I arrived at El Alto airport and stepped off the plane into air that felt thin and bright and slightly hostile. Four thousand meters. My body took note immediately — a pressure behind the eyes, a shortness of breath that made every flight of stairs a small negotiation. Lia sat on the edge of the hotel bed and laughed at both of us, wheezing. The remedy, the locals say, is coca tea, rest, and acceptance. We drank three cups and looked out the window at a city that appeared to have no intention of accommodating anyone.
La Paz is built inside a canyon. The wealthier neighborhoods cling to the basin floor along the Choqueyapu River; the poorer districts — El Alto, the sprawling Aymara city above — ring the rim at dizzying elevation. The teleférico gondola system connects them, stringing cable cars across the void in bright primary colors. We rode Línea Roja from the Sopocachi station on a clear morning and the city appeared below us in its full improbable geometry: a tangle of red-brick buildings, no horizontal surface anywhere, church domes and market tarps and satellite dishes crammed onto slopes that should not be habitable.

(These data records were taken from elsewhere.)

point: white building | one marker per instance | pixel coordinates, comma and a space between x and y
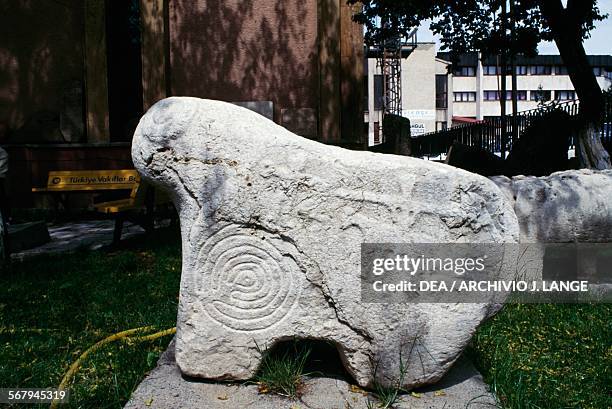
434, 98
477, 83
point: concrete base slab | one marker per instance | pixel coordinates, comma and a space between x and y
166, 388
27, 235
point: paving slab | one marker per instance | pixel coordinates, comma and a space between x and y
79, 235
166, 388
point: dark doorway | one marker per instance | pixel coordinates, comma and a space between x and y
124, 67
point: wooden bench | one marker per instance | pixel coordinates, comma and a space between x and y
141, 196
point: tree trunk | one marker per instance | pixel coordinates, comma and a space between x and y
565, 28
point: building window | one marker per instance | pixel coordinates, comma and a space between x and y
491, 95
465, 71
540, 95
495, 95
465, 96
565, 95
376, 133
378, 93
366, 94
489, 70
441, 91
540, 70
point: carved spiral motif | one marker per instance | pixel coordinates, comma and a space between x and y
168, 119
247, 284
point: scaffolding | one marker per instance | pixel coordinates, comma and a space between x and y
389, 56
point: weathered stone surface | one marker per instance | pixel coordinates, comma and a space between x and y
568, 206
272, 225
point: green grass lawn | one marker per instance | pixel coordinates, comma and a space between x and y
548, 355
54, 308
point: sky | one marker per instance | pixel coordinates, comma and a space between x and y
599, 43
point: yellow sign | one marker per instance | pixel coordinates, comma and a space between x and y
92, 180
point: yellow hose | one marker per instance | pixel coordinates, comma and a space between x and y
120, 335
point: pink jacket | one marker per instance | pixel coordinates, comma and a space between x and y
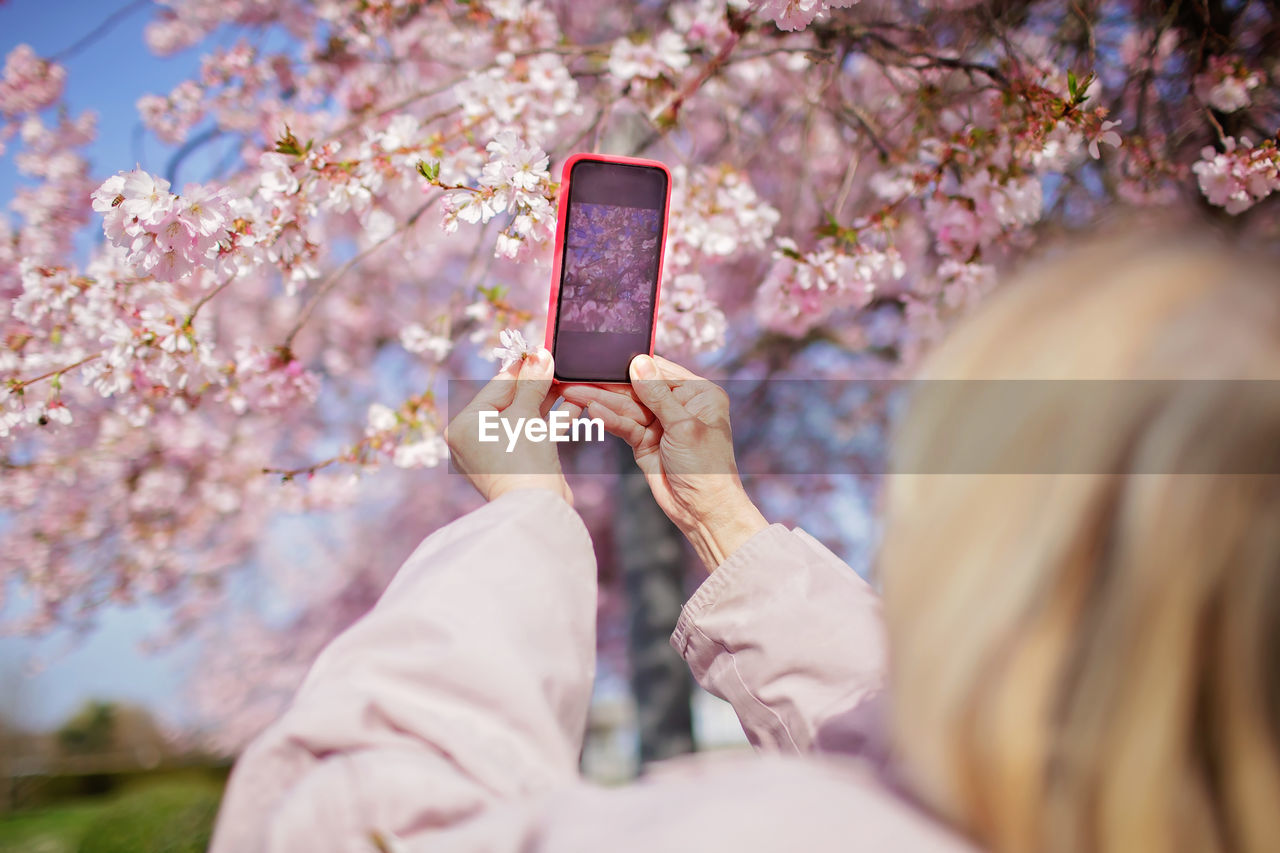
452, 715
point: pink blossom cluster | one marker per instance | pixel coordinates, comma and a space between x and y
798, 14
803, 288
663, 55
516, 182
28, 82
165, 235
846, 172
716, 214
1240, 174
1228, 83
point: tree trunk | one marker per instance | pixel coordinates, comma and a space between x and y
652, 560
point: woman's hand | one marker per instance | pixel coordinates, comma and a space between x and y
677, 424
524, 389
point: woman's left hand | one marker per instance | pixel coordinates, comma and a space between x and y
517, 396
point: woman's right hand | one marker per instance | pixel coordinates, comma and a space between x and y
677, 425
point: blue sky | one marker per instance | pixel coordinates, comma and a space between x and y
106, 76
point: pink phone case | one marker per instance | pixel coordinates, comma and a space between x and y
562, 219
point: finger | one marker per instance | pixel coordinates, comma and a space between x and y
548, 402
617, 402
534, 383
673, 370
616, 424
499, 391
654, 392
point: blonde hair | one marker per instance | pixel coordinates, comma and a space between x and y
1083, 602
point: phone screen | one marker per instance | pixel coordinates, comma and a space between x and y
609, 269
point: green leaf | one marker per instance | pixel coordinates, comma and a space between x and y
288, 144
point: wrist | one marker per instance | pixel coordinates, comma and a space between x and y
717, 534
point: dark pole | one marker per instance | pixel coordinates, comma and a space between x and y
652, 560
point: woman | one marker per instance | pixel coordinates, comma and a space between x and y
1083, 612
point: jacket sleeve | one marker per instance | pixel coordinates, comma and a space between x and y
469, 682
792, 638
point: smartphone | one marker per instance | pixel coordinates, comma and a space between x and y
609, 238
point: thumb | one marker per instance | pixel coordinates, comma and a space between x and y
654, 392
534, 383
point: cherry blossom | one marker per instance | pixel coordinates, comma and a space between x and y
182, 364
512, 349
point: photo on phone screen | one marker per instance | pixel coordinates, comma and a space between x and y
609, 269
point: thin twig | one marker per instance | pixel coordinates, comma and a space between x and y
99, 31
23, 383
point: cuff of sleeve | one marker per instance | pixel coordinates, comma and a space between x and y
723, 578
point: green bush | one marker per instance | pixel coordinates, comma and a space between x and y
170, 819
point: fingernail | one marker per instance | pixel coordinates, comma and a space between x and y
540, 360
643, 368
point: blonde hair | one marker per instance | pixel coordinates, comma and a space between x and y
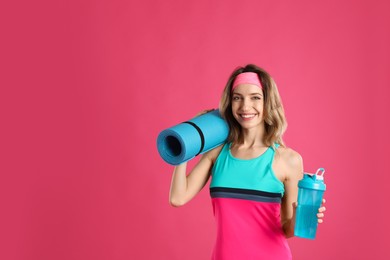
274, 118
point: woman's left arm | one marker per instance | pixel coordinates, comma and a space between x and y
293, 168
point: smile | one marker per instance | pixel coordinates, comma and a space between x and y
247, 116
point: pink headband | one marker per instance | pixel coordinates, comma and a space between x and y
247, 78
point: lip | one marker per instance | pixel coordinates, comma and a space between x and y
247, 116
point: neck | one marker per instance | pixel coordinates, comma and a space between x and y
251, 137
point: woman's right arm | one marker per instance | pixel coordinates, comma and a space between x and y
183, 187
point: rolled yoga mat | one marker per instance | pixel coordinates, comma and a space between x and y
184, 141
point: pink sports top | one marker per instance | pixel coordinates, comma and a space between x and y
246, 198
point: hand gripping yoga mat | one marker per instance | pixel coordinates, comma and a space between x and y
184, 141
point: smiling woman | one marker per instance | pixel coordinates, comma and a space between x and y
254, 176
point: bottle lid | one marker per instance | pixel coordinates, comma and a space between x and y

Witches, Markets, and the Mercado de las Brujas
The Calle Sagárnaga leads into the Mercado de las Brujas — the Witches’ Market — and whatever I expected, this wasn’t it. Not a tourist performance. Stalls run by Aymara women in layered skirts and bowler hats selling dried llama fetuses, incense bundles, love potions labeled in careful Spanish, and packets of colored confetti for ritual offerings to Pachamama. The smell is resinous, herbal, not quite sweet. I bought a bundle of something — sage-adjacent, the vendor said it was for good journeys — without understanding half the transaction and felt, strangely, that this was exactly right.
A block further and you’re in the main market sprawl off the Plaza San Francisco, where the Baroque facade of the 16th-century basilica faces a square permanently occupied by vendors selling everything from phone cases to roasted corn. Eat a salteña here — a baked pastry stuffed with spiced meat and olive and egg, juicy enough that it requires a strategy — and accept the juice on your shirt as an initiation.
The Light at the Bottom of the Canyon
What I had not anticipated about La Paz was the light. The city sits low in its bowl, and the sun hits the rim of the canyon walls at a particular late-afternoon angle that turns the red brick amber and the white colonial buildings almost gold. We stood at the viewpoint on the Mirador Killi Killi above the Miraflores neighborhood and I understood, for the first time, that the city’s chaos had a shape — concentric and almost theatrical, the whole thing arranged as if for an audience.
The surprise came on our third day, descending into the lower Valle de la Luna — a landscape of eroded clay spires and labyrinthine gullies just twenty minutes from the city center by micro-bus. Nothing had prepared me for the moonscape appearing suddenly at the end of a suburban street. We walked the circuit alone, in near-silence, the clay pinnacles casting shadows across each other, and for an hour La Paz felt entirely elsewhere.
When to go: May through October is the dry season — clear skies and the best views of Illimani. June and July are coldest but clearest. Avoid January to March when rain can make the canyon roads difficult.